As for reforming other aspects of the board, Short said he supports legislation recently introduced in Pennsylvania’s state legislature, which would reduce the size of Penn State’s Board of Trustees, require trustees and some employees to file statements of financial interest under Pennsylvania’s Ethics Act, and expand the extent of public documents available under the state’s Right-to-Know law. Short particularly supports aligning the membership of the Board of Trustees with the main constituents of the university — “the alumni, the state of Pennsylvania, and the students, who are future alumni” rather than appointees who act independently.
“My key issue — the thing that I will fight for if I’m fortunate enough to be elected — is making Penn State affordable for middle-class people, so that people can achieve the American dream just as I have: coming from a very tough background and being able to achieve their goals by getting the amazing education that Penn State provides,” Short said.
Although Short was fortunate enough to attend Penn State on a scholarship, he said even the wealthiest students in his neighborhood would not have been able to afford out-of-state tuition. He hopes Penn State will move forward to provide greater transparency to the public of the details in its line-item budget and what exactly it is that continues to rely on raising tuition costs and student fees.

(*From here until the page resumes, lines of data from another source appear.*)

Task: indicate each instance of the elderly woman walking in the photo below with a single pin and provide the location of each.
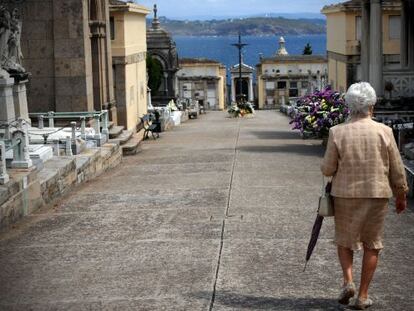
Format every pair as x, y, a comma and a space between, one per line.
367, 170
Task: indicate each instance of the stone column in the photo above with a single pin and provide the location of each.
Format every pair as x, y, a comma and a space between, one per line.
20, 101
404, 34
410, 34
7, 112
233, 89
365, 25
251, 95
376, 54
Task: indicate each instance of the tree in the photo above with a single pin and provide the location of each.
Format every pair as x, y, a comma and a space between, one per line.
307, 50
154, 68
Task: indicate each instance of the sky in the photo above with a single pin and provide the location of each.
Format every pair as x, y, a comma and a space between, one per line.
190, 9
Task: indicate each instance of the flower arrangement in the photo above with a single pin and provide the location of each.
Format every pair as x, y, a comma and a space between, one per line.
240, 109
318, 112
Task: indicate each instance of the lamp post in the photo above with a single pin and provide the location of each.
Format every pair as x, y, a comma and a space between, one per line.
240, 47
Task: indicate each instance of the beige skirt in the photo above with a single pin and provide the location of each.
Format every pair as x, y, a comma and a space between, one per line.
360, 222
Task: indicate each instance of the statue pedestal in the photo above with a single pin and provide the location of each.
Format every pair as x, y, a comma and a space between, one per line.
20, 100
7, 112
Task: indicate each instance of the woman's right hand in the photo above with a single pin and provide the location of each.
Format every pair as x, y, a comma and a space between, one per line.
401, 203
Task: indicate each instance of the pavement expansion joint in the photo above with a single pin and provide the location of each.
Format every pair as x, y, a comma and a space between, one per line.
213, 296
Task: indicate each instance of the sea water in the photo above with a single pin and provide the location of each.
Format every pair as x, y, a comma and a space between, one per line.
220, 48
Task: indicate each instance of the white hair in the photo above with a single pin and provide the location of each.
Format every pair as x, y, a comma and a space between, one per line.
359, 97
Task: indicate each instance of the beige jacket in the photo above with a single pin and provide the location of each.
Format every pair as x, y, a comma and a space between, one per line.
364, 160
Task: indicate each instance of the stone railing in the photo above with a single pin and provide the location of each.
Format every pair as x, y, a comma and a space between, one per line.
100, 122
402, 81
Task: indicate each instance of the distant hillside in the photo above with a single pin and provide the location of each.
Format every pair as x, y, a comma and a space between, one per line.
247, 26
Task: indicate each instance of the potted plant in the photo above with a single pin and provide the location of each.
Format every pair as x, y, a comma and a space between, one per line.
318, 112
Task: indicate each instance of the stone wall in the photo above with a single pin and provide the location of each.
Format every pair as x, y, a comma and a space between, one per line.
29, 190
57, 48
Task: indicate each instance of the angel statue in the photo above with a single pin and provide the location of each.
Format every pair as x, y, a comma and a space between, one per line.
10, 50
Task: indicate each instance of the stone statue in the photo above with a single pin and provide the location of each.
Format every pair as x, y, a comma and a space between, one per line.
10, 50
15, 51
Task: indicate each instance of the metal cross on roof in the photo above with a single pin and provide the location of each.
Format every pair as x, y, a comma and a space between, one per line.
240, 47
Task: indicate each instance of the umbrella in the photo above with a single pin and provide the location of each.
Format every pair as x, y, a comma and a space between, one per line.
314, 238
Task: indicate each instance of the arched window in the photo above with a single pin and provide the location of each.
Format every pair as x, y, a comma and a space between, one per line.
93, 10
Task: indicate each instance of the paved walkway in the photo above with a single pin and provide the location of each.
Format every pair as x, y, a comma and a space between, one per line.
216, 215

“We’re leaving students with a crushing debt burden, and it’s putting us at a decided disadvantage for recruiting some of the best and the brightest students, because our cost and affordability is out of control,” he said.”
Short added he’d like to sit on the Board of Trustees committees on Finance, Business, and Capital Planning and on Governance and Long-Range Planning. Because of his passion for ensuring Penn State’s affordability, he said he’d also love to take a leadership role on an affordability task force.
Finally, Short hopes to unite a Penn State community that he says has had a “deep divide” since the Sandusky Scandal. One group of the alumni base wants to honor the past, while another believes the university should focus on moving forward.
“There’s a false narrative out there that people who want to honor the past don’t necessarily care about the future, and I think that’s the farthest thing from the truth,” Short said. “We cannot move forward as a university boldly and reach our full potential by leading some of the best Penn Staters behind, the people that are the most passionate, the people that have given their time and their treasure.
“The future is far more important than the past, and everything that I do if elected will be focused on the future and making our great university even better, including honoring the past.”
Alumni should have received their ballots this month via email. Those who did not participate in the nomination phase can request a ballot online.
Voting will close at 9 a.m. Thursday, May 3. Results of the election will be announced at the Board of Trustees meeting on Friday, May 4 at the Penn Stater.